Der Umfang der Haftung richtet sich nach § 17 Abs. 2 StVG. Bei der Abwägung der Verursachungsbeiträge finden solche Umstände Berücksichtigung, die unstreitig oder zur Überzeugung des Gerichts bewiesen und zudem für den Schadenseintritt ursächlich sind (vgl. Engel in MüKo StVR, 1. Auflage, 2017, § 17 StVG, Rn. 13). Hierbei hat der Halter die Umstände zu beweisen, die die konkrete Betriebsgefahr des anderen Fahrzeuges erhöhen, insbesondere also dem anderen zum Verschulden gereichen (vgl. BGH NJW 1996, 1405).

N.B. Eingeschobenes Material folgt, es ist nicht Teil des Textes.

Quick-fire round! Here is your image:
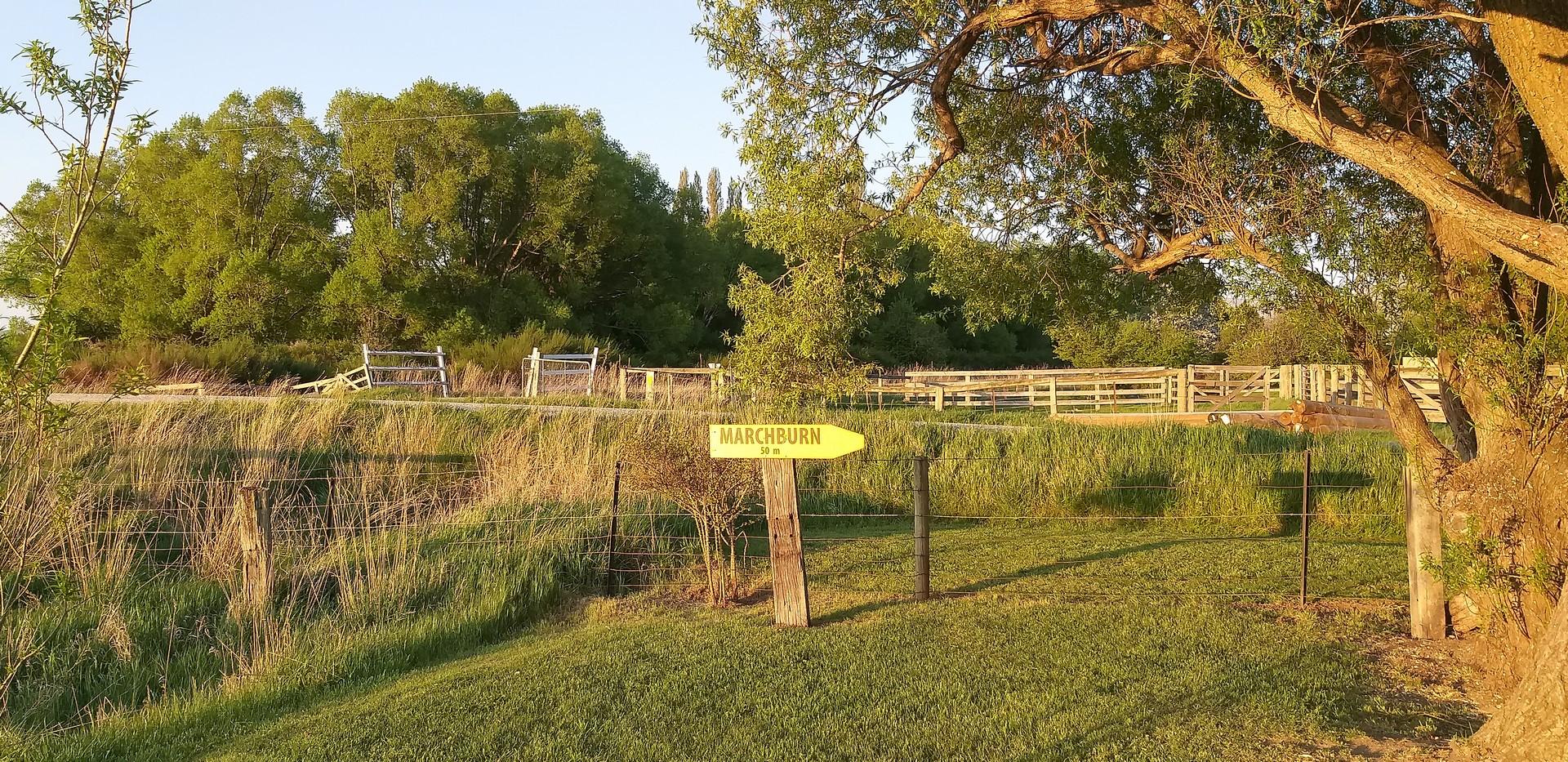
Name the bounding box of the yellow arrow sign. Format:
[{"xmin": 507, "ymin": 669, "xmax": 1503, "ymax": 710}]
[{"xmin": 707, "ymin": 423, "xmax": 866, "ymax": 459}]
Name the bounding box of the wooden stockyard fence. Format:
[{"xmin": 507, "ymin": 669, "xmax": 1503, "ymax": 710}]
[
  {"xmin": 292, "ymin": 343, "xmax": 452, "ymax": 397},
  {"xmin": 854, "ymin": 358, "xmax": 1563, "ymax": 421},
  {"xmin": 293, "ymin": 354, "xmax": 1563, "ymax": 421}
]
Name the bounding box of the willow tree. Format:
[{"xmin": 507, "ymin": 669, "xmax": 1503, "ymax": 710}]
[{"xmin": 697, "ymin": 0, "xmax": 1568, "ymax": 759}]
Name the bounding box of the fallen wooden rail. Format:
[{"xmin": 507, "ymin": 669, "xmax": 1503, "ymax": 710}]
[
  {"xmin": 288, "ymin": 365, "xmax": 370, "ymax": 394},
  {"xmin": 130, "ymin": 381, "xmax": 207, "ymax": 395}
]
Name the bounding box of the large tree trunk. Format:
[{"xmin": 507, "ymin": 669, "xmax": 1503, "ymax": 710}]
[
  {"xmin": 1347, "ymin": 322, "xmax": 1568, "ymax": 762},
  {"xmin": 1437, "ymin": 434, "xmax": 1568, "ymax": 762},
  {"xmin": 1486, "ymin": 0, "xmax": 1568, "ymax": 166},
  {"xmin": 1471, "ymin": 586, "xmax": 1568, "ymax": 762}
]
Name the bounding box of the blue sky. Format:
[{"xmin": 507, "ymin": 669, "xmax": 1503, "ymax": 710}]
[{"xmin": 0, "ymin": 0, "xmax": 740, "ymax": 203}]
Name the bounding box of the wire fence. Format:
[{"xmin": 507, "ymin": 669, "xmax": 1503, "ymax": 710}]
[{"xmin": 46, "ymin": 452, "xmax": 1403, "ymax": 611}]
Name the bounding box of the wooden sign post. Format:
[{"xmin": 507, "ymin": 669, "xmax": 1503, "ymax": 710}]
[{"xmin": 709, "ymin": 425, "xmax": 866, "ymax": 627}]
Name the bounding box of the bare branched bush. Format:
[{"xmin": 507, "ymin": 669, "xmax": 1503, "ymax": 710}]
[{"xmin": 627, "ymin": 430, "xmax": 757, "ymax": 605}]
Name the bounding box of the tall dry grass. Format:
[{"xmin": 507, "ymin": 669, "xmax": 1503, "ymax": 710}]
[{"xmin": 0, "ymin": 400, "xmax": 1401, "ymax": 742}]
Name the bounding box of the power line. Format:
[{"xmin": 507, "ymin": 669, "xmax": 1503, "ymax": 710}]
[{"xmin": 154, "ymin": 107, "xmax": 581, "ymax": 135}]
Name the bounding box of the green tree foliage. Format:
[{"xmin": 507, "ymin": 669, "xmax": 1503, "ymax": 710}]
[
  {"xmin": 9, "ymin": 80, "xmax": 1235, "ymax": 380},
  {"xmin": 0, "ymin": 80, "xmax": 768, "ymax": 362}
]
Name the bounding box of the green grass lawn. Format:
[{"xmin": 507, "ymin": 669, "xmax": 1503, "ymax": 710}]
[{"xmin": 33, "ymin": 519, "xmax": 1476, "ymax": 760}]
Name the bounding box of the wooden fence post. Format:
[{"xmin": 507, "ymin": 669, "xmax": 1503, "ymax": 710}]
[
  {"xmin": 522, "ymin": 346, "xmax": 539, "ymax": 397},
  {"xmin": 914, "ymin": 455, "xmax": 931, "ymax": 600},
  {"xmin": 762, "ymin": 458, "xmax": 811, "ymax": 627},
  {"xmin": 1405, "ymin": 464, "xmax": 1447, "ymax": 639},
  {"xmin": 1302, "ymin": 448, "xmax": 1312, "ymax": 605},
  {"xmin": 604, "ymin": 461, "xmax": 621, "ymax": 596},
  {"xmin": 235, "ymin": 483, "xmax": 273, "ymax": 619}
]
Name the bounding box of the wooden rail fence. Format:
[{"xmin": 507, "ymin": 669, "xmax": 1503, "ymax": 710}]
[{"xmin": 853, "ymin": 358, "xmax": 1563, "ymax": 421}]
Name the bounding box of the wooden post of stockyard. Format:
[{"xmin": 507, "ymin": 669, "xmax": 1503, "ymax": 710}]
[
  {"xmin": 234, "ymin": 483, "xmax": 273, "ymax": 619},
  {"xmin": 522, "ymin": 346, "xmax": 539, "ymax": 397},
  {"xmin": 1405, "ymin": 464, "xmax": 1447, "ymax": 639},
  {"xmin": 1302, "ymin": 450, "xmax": 1312, "ymax": 605},
  {"xmin": 762, "ymin": 458, "xmax": 811, "ymax": 627},
  {"xmin": 604, "ymin": 461, "xmax": 621, "ymax": 596},
  {"xmin": 914, "ymin": 455, "xmax": 931, "ymax": 600}
]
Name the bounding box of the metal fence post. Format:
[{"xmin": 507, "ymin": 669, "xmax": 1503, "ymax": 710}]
[
  {"xmin": 914, "ymin": 455, "xmax": 931, "ymax": 600},
  {"xmin": 604, "ymin": 461, "xmax": 621, "ymax": 596},
  {"xmin": 1302, "ymin": 448, "xmax": 1312, "ymax": 605}
]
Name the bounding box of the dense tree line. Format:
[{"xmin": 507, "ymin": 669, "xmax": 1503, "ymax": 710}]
[
  {"xmin": 3, "ymin": 80, "xmax": 770, "ymax": 367},
  {"xmin": 0, "ymin": 80, "xmax": 1304, "ymax": 372}
]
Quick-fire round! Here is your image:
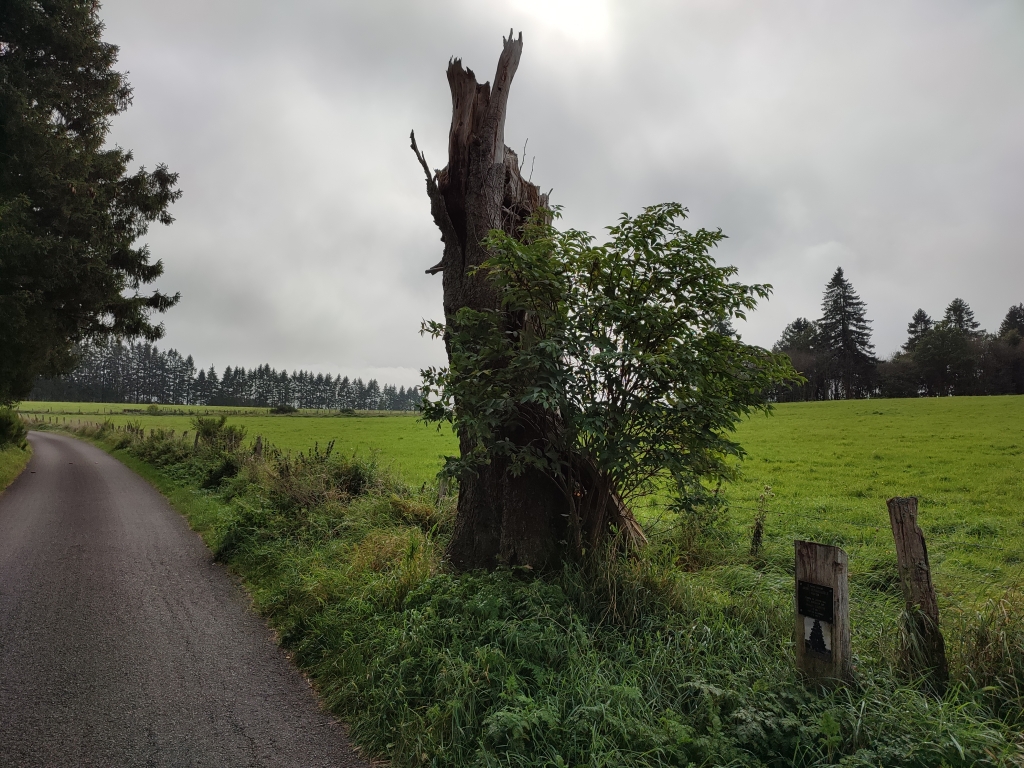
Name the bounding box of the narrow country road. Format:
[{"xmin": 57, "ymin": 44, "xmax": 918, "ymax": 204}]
[{"xmin": 0, "ymin": 432, "xmax": 367, "ymax": 768}]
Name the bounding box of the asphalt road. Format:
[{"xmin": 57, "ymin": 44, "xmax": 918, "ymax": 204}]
[{"xmin": 0, "ymin": 432, "xmax": 367, "ymax": 768}]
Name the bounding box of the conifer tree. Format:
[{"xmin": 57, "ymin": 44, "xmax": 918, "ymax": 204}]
[
  {"xmin": 0, "ymin": 0, "xmax": 179, "ymax": 403},
  {"xmin": 942, "ymin": 299, "xmax": 981, "ymax": 336},
  {"xmin": 903, "ymin": 309, "xmax": 935, "ymax": 352},
  {"xmin": 817, "ymin": 267, "xmax": 876, "ymax": 399},
  {"xmin": 999, "ymin": 304, "xmax": 1024, "ymax": 337}
]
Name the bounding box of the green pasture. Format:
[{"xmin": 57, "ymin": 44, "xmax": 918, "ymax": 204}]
[
  {"xmin": 20, "ymin": 396, "xmax": 1024, "ymax": 599},
  {"xmin": 19, "ymin": 402, "xmax": 457, "ymax": 484},
  {"xmin": 726, "ymin": 396, "xmax": 1024, "ymax": 601}
]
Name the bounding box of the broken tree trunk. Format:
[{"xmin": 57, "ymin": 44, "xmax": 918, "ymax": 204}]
[
  {"xmin": 411, "ymin": 32, "xmax": 568, "ymax": 570},
  {"xmin": 887, "ymin": 497, "xmax": 949, "ymax": 692}
]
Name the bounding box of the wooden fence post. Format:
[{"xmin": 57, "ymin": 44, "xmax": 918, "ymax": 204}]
[
  {"xmin": 887, "ymin": 497, "xmax": 949, "ymax": 692},
  {"xmin": 794, "ymin": 541, "xmax": 853, "ymax": 682}
]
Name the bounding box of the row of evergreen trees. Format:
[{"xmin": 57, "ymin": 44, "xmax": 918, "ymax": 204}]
[
  {"xmin": 773, "ymin": 268, "xmax": 1024, "ymax": 400},
  {"xmin": 29, "ymin": 342, "xmax": 420, "ymax": 411}
]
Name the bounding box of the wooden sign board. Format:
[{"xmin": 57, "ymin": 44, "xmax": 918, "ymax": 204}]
[{"xmin": 794, "ymin": 541, "xmax": 853, "ymax": 682}]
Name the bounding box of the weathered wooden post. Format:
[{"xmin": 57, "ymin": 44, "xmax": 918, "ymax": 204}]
[
  {"xmin": 887, "ymin": 497, "xmax": 949, "ymax": 692},
  {"xmin": 794, "ymin": 541, "xmax": 853, "ymax": 682}
]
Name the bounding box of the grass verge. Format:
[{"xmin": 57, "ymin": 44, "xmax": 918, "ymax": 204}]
[
  {"xmin": 44, "ymin": 426, "xmax": 1024, "ymax": 766},
  {"xmin": 0, "ymin": 445, "xmax": 32, "ymax": 493}
]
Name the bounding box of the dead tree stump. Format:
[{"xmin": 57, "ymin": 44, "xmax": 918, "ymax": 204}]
[
  {"xmin": 888, "ymin": 497, "xmax": 949, "ymax": 692},
  {"xmin": 410, "ymin": 32, "xmax": 568, "ymax": 570}
]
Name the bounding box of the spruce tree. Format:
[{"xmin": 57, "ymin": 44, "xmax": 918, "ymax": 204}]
[
  {"xmin": 817, "ymin": 267, "xmax": 876, "ymax": 399},
  {"xmin": 903, "ymin": 309, "xmax": 935, "ymax": 352},
  {"xmin": 999, "ymin": 304, "xmax": 1024, "ymax": 338},
  {"xmin": 942, "ymin": 299, "xmax": 981, "ymax": 336},
  {"xmin": 0, "ymin": 0, "xmax": 179, "ymax": 403}
]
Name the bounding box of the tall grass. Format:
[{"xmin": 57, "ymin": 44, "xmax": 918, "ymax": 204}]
[{"xmin": 48, "ymin": 417, "xmax": 1024, "ymax": 766}]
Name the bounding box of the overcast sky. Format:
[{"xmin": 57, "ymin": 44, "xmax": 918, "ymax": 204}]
[{"xmin": 100, "ymin": 0, "xmax": 1024, "ymax": 385}]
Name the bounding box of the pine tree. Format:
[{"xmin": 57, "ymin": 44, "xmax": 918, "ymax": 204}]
[
  {"xmin": 903, "ymin": 309, "xmax": 935, "ymax": 352},
  {"xmin": 817, "ymin": 267, "xmax": 876, "ymax": 399},
  {"xmin": 0, "ymin": 0, "xmax": 179, "ymax": 403},
  {"xmin": 942, "ymin": 299, "xmax": 981, "ymax": 336}
]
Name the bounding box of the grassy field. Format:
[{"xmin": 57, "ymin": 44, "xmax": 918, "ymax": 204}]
[
  {"xmin": 22, "ymin": 396, "xmax": 1024, "ymax": 600},
  {"xmin": 0, "ymin": 445, "xmax": 32, "ymax": 493},
  {"xmin": 19, "ymin": 402, "xmax": 457, "ymax": 484},
  {"xmin": 46, "ymin": 398, "xmax": 1024, "ymax": 768}
]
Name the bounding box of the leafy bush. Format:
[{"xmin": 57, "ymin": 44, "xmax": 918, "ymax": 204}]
[{"xmin": 0, "ymin": 408, "xmax": 29, "ymax": 449}]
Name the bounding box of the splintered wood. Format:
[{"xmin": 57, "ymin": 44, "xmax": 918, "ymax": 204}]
[
  {"xmin": 888, "ymin": 497, "xmax": 949, "ymax": 690},
  {"xmin": 794, "ymin": 541, "xmax": 853, "ymax": 682}
]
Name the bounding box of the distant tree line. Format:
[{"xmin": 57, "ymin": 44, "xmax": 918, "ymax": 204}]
[
  {"xmin": 772, "ymin": 268, "xmax": 1024, "ymax": 401},
  {"xmin": 29, "ymin": 341, "xmax": 421, "ymax": 411}
]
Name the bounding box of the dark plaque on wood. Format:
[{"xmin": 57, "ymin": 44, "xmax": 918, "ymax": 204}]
[
  {"xmin": 797, "ymin": 582, "xmax": 835, "ymax": 624},
  {"xmin": 794, "ymin": 542, "xmax": 853, "ymax": 683}
]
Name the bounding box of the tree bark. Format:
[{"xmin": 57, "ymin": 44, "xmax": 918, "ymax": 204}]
[{"xmin": 411, "ymin": 32, "xmax": 569, "ymax": 570}]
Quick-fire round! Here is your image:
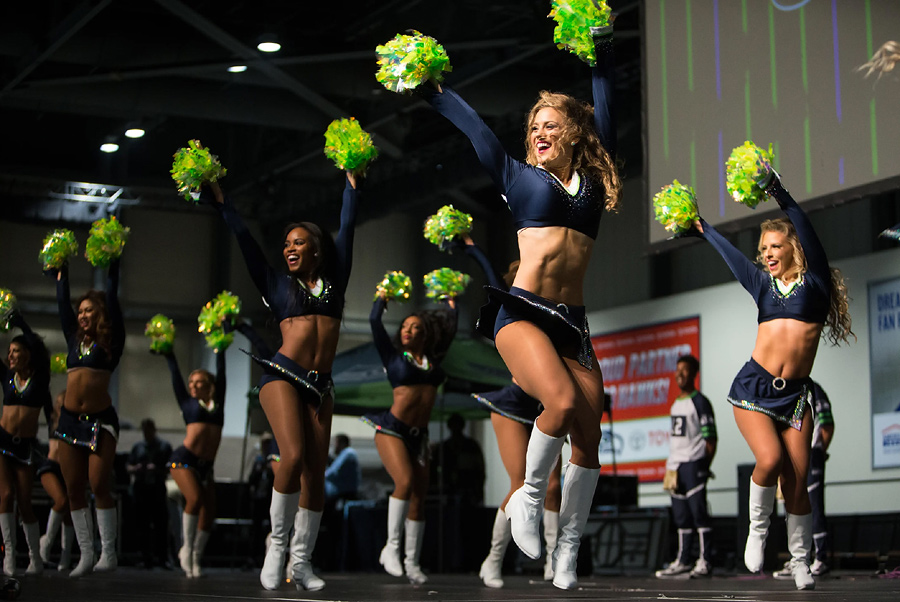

Bei Zusammenstößen zwischen einem links in eine Grundstückseinfahrt abbiegenden Kraftfahrzeug und einem in gleicher Richtung fahrenden, den Linksabbieger überholenden Pkw spricht der Beweis des ersten Anscheins wegen der dem Linksabbieger abverlangten äußersten Sorgfalt für ein Verschulden des Linksabbiegers (KG, Beschluss vom 10.9.2009 - 12 U 216/08 - NZV 2010, 470; KG, Urteil vom 15.8.2005 - 12 U 41/05 - NZV 2006, 309; KG, Urteil vom 6.12.2004 - 12 U 21/04 - NZV 2005, 413; OLG Jena, Urteil vom 28.10.2016 - 7 U 152/16, BeckRS 2016, 19309). Denn dieser kann den Unfall im Allgemeinen vermeiden, wenn er den ihm nach dem Verkehrsrecht obliegenden Pflichten genügt. Wer abbiegen will, muss dies nach § 9 Abs. 1 StVO rechtzeitig und deutlich ankündigen; wer nach links abbiegen will, muss sich zudem rechtzeitig möglichst weit links einordnen. Vor dem Einordnen und nochmals vor dem Abbiegen ist auf den nachfolgenden Verkehr zu achten. Nach § 9 Abs. 5 StVO muss sich der Fahrzeugführer beim Abbiegen in ein Grundstück darüber hinaus so verhalten, dass eine Gefährdung anderer Verkehrsteilnehmer ausgeschlossen ist. An die Sorgfaltspflicht ist in diesem Fall ein besonders hoher Maßstab anzulegen, da der nachfolgende Verkehr nicht mit...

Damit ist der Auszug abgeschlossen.